The vote was reminiscent of the energy bill debates in December, when the Senate twice failed -- by only a few votes -- to end filibusters on a bill that would have included $21.5 billion in renewable tax credits over the next decade (see Senate Rejects Green Incentives to Pass Energy Bill, Senate Sends Energy Bill Back to Beginning, House Passes Energy Bill, Will Greentech Get Anything from the Energy Bill? and Renewable Tax Credit and Portfolio Standard Could Get Cut From Energy Bill).

"With 116,000 jobs and nearly $19 billion in investment at risk in the renewable energy industries, a minority of the Senate has again frustrated the desire of millions of Americans across the political spectrum who overwhelmingly support clean, home-grown energy," said Randall Swisher, executive director of the American Wind Energy Association, in a written statement.

The tax incentives, set to expire at the end of this year, are expected to cost $3 billion over 10 years.

Because many energy projects take more than a year to complete, companies have said the incentives' looming expiration date is stalling projects that wouldn't have been completed until after the end of this year (see U.S. Green-Energy Industry Hopes For Tax Reprieve).

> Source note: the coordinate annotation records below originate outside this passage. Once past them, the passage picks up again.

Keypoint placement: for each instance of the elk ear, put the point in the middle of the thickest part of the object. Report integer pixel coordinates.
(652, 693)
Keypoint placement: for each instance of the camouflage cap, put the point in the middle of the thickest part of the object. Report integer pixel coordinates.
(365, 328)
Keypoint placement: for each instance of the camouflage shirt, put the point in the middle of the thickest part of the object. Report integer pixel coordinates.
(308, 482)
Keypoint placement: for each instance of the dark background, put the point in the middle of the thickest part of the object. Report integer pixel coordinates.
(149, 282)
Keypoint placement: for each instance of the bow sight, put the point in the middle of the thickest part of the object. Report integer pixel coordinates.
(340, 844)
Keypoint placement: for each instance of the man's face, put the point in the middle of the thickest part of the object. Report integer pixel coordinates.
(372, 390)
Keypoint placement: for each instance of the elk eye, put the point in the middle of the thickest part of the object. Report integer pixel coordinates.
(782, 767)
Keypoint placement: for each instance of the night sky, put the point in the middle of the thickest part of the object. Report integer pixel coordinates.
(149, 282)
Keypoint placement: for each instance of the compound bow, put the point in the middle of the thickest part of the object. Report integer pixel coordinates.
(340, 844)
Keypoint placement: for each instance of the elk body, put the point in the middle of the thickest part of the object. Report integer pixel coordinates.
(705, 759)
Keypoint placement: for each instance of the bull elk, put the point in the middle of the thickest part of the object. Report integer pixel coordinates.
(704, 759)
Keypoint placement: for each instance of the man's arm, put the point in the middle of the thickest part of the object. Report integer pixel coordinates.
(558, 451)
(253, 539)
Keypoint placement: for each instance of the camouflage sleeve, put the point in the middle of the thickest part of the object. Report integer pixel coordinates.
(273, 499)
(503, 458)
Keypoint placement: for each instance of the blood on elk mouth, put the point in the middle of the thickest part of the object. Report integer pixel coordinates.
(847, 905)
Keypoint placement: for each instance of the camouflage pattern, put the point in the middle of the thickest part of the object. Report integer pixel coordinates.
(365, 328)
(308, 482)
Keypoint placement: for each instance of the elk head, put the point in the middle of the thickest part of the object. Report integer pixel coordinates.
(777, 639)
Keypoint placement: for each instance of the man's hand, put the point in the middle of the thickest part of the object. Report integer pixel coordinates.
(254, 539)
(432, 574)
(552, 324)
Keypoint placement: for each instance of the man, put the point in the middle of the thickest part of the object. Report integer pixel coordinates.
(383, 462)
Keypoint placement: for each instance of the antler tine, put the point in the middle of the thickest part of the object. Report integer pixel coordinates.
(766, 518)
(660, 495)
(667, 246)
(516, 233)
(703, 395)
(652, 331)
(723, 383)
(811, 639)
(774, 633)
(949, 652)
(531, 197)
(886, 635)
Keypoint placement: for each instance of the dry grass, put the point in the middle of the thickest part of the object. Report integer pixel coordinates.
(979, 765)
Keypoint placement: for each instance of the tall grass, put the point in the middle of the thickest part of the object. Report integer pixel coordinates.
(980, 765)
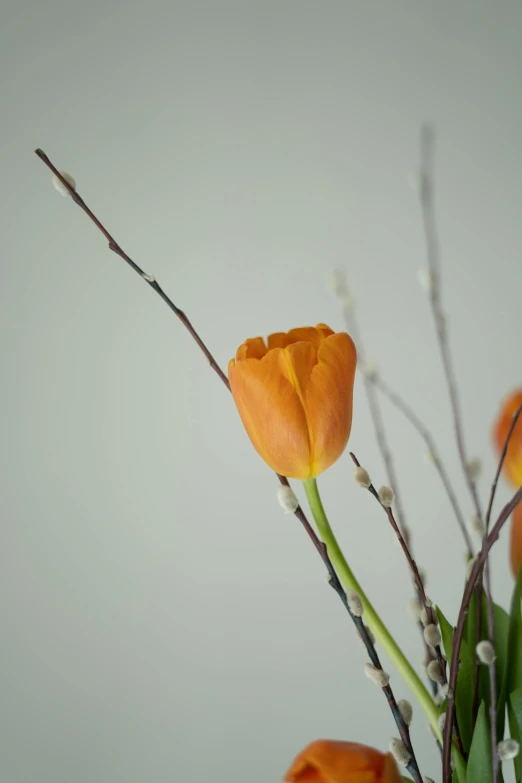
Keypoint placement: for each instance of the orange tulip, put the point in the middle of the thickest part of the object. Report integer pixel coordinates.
(512, 467)
(516, 539)
(294, 397)
(513, 461)
(330, 761)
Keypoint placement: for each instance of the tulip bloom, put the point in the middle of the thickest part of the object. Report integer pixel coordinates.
(294, 397)
(512, 467)
(329, 761)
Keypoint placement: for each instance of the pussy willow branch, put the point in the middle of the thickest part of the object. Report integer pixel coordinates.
(373, 402)
(491, 618)
(150, 279)
(433, 257)
(414, 420)
(378, 424)
(427, 202)
(430, 613)
(476, 571)
(335, 582)
(299, 513)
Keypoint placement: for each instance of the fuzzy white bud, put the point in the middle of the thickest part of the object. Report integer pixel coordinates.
(370, 635)
(508, 749)
(469, 566)
(399, 751)
(406, 711)
(432, 635)
(287, 499)
(435, 672)
(474, 468)
(354, 603)
(386, 496)
(414, 609)
(485, 652)
(347, 301)
(477, 525)
(378, 676)
(362, 477)
(60, 187)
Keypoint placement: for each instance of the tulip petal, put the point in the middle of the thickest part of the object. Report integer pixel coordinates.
(253, 348)
(271, 412)
(516, 539)
(513, 461)
(330, 761)
(329, 395)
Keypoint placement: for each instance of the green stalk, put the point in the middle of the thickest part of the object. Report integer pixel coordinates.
(371, 618)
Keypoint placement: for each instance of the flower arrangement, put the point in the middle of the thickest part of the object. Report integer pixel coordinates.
(294, 396)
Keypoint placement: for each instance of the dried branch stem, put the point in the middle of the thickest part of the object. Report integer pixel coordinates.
(425, 434)
(476, 572)
(299, 513)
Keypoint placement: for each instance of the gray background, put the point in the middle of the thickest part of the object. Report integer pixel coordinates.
(161, 618)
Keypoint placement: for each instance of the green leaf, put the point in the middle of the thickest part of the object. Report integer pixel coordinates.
(470, 626)
(513, 672)
(515, 700)
(464, 692)
(479, 761)
(501, 651)
(446, 631)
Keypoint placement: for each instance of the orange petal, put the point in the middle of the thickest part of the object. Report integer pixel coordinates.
(516, 539)
(329, 397)
(253, 348)
(513, 460)
(330, 761)
(272, 413)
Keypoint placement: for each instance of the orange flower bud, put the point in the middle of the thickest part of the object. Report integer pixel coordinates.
(330, 761)
(512, 467)
(513, 461)
(295, 397)
(516, 539)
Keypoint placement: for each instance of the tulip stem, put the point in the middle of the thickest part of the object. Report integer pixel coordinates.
(371, 617)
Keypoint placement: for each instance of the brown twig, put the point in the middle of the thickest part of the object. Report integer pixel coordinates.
(430, 612)
(476, 571)
(433, 258)
(378, 425)
(373, 401)
(299, 513)
(335, 583)
(414, 420)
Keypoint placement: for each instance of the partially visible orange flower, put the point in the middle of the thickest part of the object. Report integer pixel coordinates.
(331, 761)
(516, 539)
(294, 397)
(512, 467)
(513, 461)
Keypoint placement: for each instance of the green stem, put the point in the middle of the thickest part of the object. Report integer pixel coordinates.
(371, 617)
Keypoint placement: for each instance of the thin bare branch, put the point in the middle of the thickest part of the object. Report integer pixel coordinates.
(299, 513)
(396, 400)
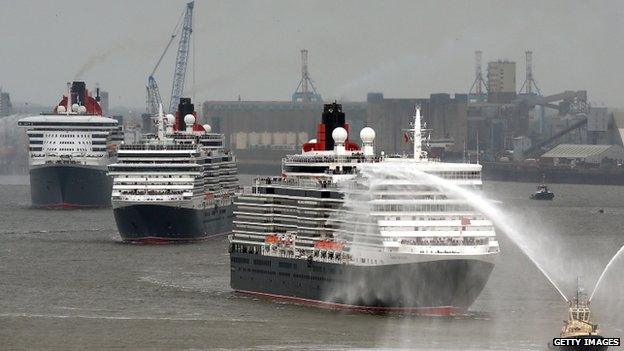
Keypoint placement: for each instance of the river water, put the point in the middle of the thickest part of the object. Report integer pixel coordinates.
(67, 282)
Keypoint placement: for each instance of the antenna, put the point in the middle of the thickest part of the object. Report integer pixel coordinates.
(69, 102)
(529, 81)
(478, 88)
(303, 93)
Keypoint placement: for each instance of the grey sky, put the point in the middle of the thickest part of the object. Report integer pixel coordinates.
(402, 48)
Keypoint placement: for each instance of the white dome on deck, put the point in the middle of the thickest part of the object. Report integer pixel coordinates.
(170, 119)
(367, 135)
(339, 135)
(189, 119)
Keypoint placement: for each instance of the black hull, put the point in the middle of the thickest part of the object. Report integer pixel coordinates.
(436, 287)
(160, 223)
(67, 186)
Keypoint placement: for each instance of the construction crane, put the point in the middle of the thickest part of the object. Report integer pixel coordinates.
(303, 92)
(185, 27)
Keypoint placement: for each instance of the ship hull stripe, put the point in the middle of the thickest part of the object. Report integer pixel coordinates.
(432, 311)
(453, 284)
(161, 223)
(69, 186)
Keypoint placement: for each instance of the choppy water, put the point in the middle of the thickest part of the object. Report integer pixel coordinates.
(66, 282)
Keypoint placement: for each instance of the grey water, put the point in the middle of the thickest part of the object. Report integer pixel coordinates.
(67, 282)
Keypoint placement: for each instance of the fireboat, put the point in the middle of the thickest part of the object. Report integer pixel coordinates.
(579, 326)
(542, 192)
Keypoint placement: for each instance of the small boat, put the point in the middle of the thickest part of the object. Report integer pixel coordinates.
(579, 326)
(542, 192)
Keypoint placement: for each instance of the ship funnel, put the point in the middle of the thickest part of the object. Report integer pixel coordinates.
(367, 134)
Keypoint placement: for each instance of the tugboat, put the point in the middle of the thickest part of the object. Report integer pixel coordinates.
(542, 192)
(579, 326)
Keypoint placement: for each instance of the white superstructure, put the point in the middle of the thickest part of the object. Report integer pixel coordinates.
(353, 207)
(74, 138)
(188, 169)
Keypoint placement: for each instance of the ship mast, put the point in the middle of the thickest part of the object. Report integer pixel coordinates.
(161, 122)
(417, 136)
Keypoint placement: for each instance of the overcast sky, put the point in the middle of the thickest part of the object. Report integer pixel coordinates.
(401, 48)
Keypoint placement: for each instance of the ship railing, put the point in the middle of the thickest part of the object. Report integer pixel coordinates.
(444, 249)
(294, 182)
(343, 258)
(136, 197)
(156, 147)
(352, 158)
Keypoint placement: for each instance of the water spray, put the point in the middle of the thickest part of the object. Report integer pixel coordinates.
(478, 202)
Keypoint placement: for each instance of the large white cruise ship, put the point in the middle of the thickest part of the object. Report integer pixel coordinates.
(69, 151)
(178, 185)
(346, 228)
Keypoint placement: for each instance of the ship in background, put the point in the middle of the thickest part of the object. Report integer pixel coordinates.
(177, 185)
(407, 246)
(69, 150)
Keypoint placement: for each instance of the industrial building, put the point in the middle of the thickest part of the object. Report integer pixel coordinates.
(501, 84)
(262, 132)
(6, 108)
(578, 154)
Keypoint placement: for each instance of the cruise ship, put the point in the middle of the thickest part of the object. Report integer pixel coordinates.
(177, 185)
(69, 150)
(343, 227)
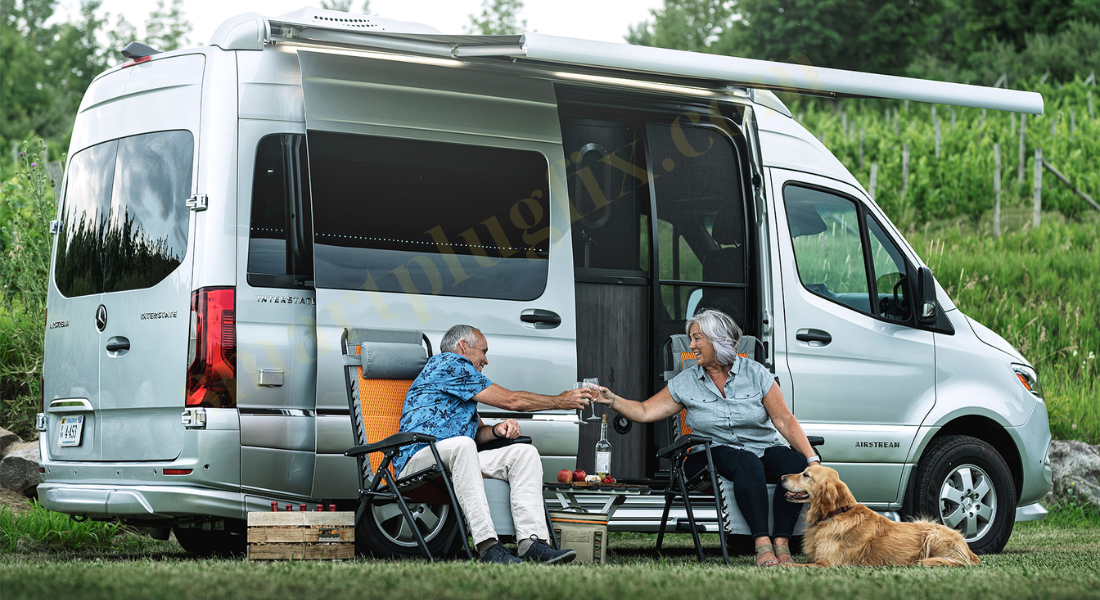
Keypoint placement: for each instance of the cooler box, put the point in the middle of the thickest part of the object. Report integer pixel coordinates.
(585, 533)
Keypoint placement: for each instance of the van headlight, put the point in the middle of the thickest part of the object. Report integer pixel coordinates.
(1029, 379)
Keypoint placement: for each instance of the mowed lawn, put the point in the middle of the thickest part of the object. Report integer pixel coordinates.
(1043, 560)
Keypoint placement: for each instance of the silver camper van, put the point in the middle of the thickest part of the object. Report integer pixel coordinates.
(230, 210)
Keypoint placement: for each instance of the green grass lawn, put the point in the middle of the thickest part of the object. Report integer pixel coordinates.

Fears that the incentives might not be renewed have contributed to lower share prices. Before the vote Wednesday, the WilderHill Clean Energy Index, which monitors U.S. clean-energy stocks, fell 3.4 percent to close at 214.24 points.

Unless a last-minute bargain changes another vote, the Senate will now consider the House-approved version of the economic stimulus bill, which doesn't include a tax-extension credit. The Senate hopes to pass a stimulus plan by Feb. 15.